Worth a thousand words

Laos is no paradise when it comes to getting bandwidth, back up drives, and camera cards. So, when our digital storage ran out somewhere on the road from Laos to Cambodia, it was a complex dance to clear space for new photo taking. So complex somehow that I missed backing up a 2 gig card of photos.

This was a test of the Ephemerratic spirit of our trip. Nothing makes digital photos more ephemeral than having no one else ever see them.

Though hundreds of photos are gone, I remember how good some of them were. Some you can imagine from our stories “On a chicken wing and a prayer,” “Ain’t no party like an island party,” and “Rat soup.”

Here, in exactly a thousand words, are just a few of the other missing photos that I can’t get off my mind.

* * *

As midnight approaches, Todd and I wait at the Tha Khek bus station with another tourist, swapping the usual travel stories and advice.

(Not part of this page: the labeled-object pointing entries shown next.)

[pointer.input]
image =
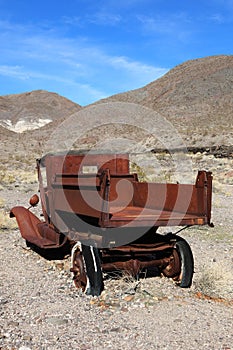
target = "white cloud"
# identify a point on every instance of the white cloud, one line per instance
(46, 60)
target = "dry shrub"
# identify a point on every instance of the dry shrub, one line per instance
(2, 203)
(215, 280)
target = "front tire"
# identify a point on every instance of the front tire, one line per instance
(181, 267)
(86, 268)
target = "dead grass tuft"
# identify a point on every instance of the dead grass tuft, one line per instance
(215, 280)
(7, 223)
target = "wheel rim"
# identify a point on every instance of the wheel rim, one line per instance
(78, 268)
(173, 269)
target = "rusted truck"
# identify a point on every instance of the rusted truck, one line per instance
(97, 210)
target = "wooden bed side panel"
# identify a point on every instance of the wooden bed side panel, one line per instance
(170, 197)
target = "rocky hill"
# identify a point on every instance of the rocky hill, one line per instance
(33, 110)
(196, 97)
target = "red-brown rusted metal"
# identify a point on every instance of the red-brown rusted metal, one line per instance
(99, 190)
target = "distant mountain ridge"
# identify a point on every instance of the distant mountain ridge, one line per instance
(195, 96)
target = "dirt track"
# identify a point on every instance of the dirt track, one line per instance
(40, 308)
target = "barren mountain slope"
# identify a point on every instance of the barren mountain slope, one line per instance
(196, 96)
(34, 109)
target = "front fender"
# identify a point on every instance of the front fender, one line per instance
(34, 230)
(27, 222)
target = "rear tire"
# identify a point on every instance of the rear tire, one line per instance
(86, 268)
(184, 280)
(181, 267)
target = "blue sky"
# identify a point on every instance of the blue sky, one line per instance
(86, 50)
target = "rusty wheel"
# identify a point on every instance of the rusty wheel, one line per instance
(181, 265)
(86, 269)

Lacking other entertainment, we watch a local bus get swarmed by onboarding passengers desperate to load bags and baskets onto the already overflowing bus roof.

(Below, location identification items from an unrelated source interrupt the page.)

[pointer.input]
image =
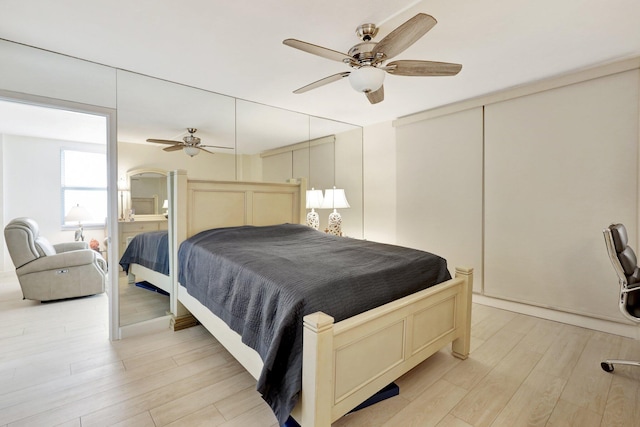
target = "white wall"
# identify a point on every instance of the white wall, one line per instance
(561, 165)
(379, 172)
(439, 188)
(542, 169)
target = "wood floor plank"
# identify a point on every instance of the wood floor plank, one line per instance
(588, 386)
(471, 371)
(202, 397)
(623, 402)
(430, 408)
(533, 402)
(566, 414)
(483, 404)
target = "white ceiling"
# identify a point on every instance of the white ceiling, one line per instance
(235, 48)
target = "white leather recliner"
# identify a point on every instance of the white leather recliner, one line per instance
(51, 272)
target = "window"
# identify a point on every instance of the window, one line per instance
(84, 183)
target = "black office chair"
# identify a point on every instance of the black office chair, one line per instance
(625, 264)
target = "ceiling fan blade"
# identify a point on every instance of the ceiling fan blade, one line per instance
(206, 151)
(318, 50)
(405, 35)
(174, 148)
(163, 141)
(422, 68)
(323, 82)
(377, 96)
(215, 146)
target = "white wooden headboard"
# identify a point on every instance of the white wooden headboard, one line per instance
(197, 205)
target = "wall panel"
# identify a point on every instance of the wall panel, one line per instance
(439, 188)
(561, 165)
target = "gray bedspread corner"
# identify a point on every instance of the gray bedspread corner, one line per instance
(263, 280)
(150, 249)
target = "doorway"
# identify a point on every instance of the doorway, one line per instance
(34, 131)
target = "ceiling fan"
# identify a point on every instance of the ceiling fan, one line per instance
(190, 144)
(367, 58)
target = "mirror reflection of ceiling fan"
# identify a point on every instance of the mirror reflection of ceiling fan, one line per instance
(190, 144)
(367, 58)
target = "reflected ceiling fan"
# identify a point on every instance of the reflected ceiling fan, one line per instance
(190, 144)
(367, 58)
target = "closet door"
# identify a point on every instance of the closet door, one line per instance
(560, 166)
(439, 188)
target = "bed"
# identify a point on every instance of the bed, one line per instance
(146, 259)
(344, 362)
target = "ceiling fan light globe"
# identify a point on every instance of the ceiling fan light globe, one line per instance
(367, 79)
(191, 151)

Through all this bus hubbub, Todd notices some unusual cargo staring at him from the roof. Woven cages shaped like Chinese pork buns hold several goats, while other goats are uncrated, only a thin rope leashing them to the roof rack. One black goat stands tall amongst the others, utterly untethered, kept on the roof only by gravity and goatly grace.

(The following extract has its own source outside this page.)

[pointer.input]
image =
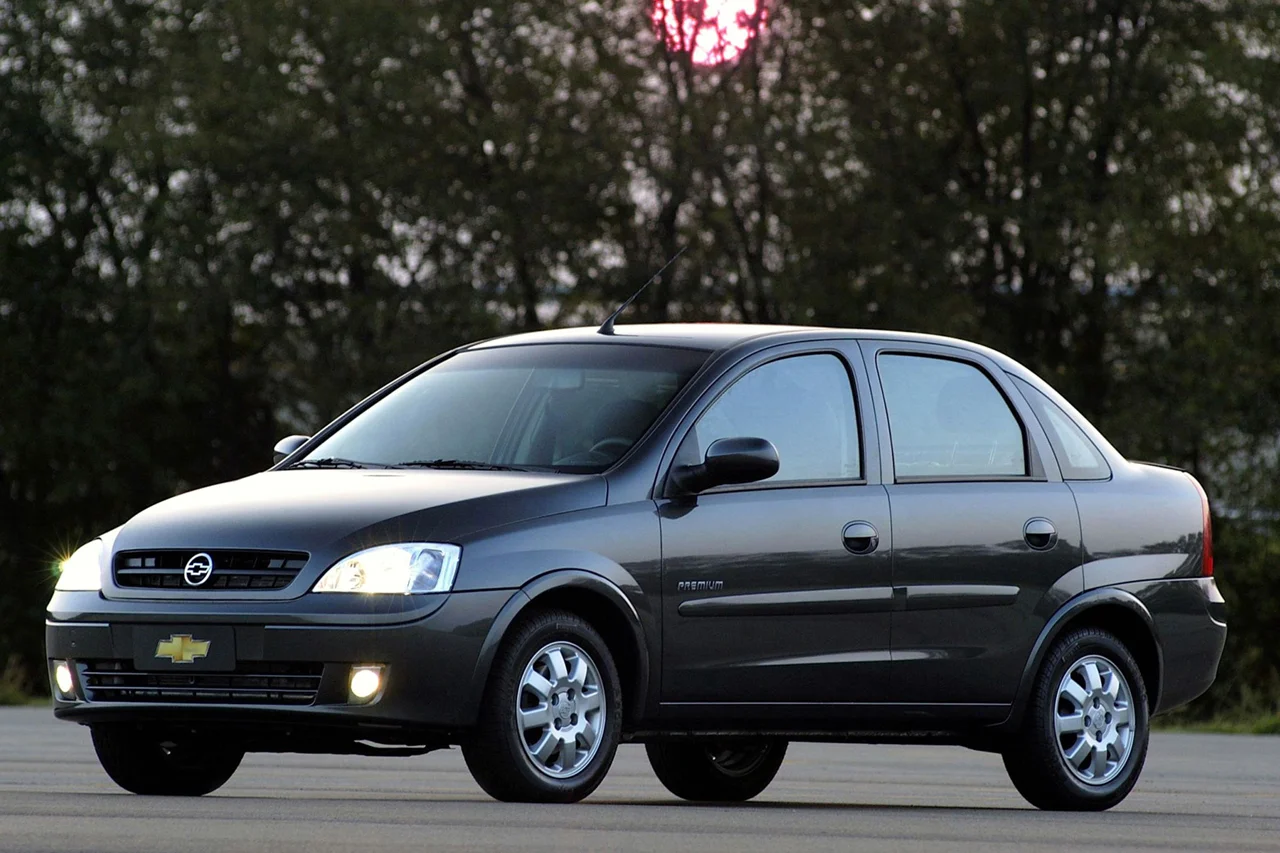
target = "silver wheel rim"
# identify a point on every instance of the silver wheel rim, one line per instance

I jog over to take a photo of the surreal scene. The eyes of the goat and the dust in the air both reflect in the sudden light of my camera flash. As the bus jerks out of the station, the black goat remains standing on the roof, surefooted of course.

* * *

The sun was brutal on our long bike ride to Wat Pha That Sikhotabong near Tha Khek. Clouds finally putter in just as we reach the wat, discouraging the bicycle-mounted ice cream vendor that’s been following us for a while.

Though it’s no stunner, the wat has a idyllic river-side location, few neighbors, and several eccentrically folksy Buddhist touches to make it interesting. We shed our shoes and enter the main building barefoot. Mysteriously, the front door opens onto Buddha’s graceful rear. Since we can’t see if there’s anyone praying, we keep quiet as we circle clockwise around to Buddha’s better side.

The prayer area is empty of people. The shrine, however, is packed with portraits of withered monks, offerings of fruit and packaged cookies, smaller Buddhas of metal and stone, and religious paraphernalia made of iridescent fabrics and woven palm fronds.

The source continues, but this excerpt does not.